Synopses & Reviews
Emphasizing concepts rather than recipes, An Introduction to Statistical Inference and Its Applications with R provides a clear exposition of the methods of statistical inference for students who are comfortable with mathematical notation. Numerous examples, case studies, and exercises are included. R is used to simplify computation, create figures, and draw pseudorandom samples not to perform entire analyses.
After discussing the importance of chance in experimentation, the text develops basic tools of probability. The plug-in principle then provides a transition from populations to samples, motivating a variety of summary statistics and diagnostic techniques. The heart of the text is a careful exposition of point estimation, hypothesis testing, and confidence intervals. The author then explains procedures for 1- and 2-sample location problems, analysis of variance, goodness-of-fit, and correlation and regression. He concludes by discussing the role of simulation in modern statistical inference.

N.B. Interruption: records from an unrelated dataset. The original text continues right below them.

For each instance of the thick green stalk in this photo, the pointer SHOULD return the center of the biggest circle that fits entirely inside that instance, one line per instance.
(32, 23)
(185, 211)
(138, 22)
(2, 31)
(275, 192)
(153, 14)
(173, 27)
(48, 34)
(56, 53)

Focusing on the assumptions that underlie popular statistical methods, this textbook explains how and why these methods are used to analyze experimental data.
Synopsis
With an emphasis on explaining how and why statistical methods are used to analyze data, An Introduction to Statistical Inference and its Applications with R introduces several important procedures: one and two sample location problems, one way analysis of variance, and simple linear regression. The book presents numerous applications and supporting datasets throughout along with historical background to illustrate the material. Offering a modern approach that focuses on the interpretation of data, it features an appendix that provides instruction on the use of R as well as datasets and simulation. In addition, R code is available for download on the web.
Synopsis
This text explains how statistical methods are used for data analysis and uses the elementary functions of R to perform the individual steps of statistical procedures. It includes amusing anecdotes and trivia, such as Ambrose Bierce's definition of insurance. The text introduces basic concepts of inference through a careful study of several important procedures, including parametric and nonparametric methods, analysis of variance, and regression. It also presents many applications, supporting data sets, and end-of-chapter exercises. The R code and data sets are available for download online and a solutions manual is available for qualifying instructors.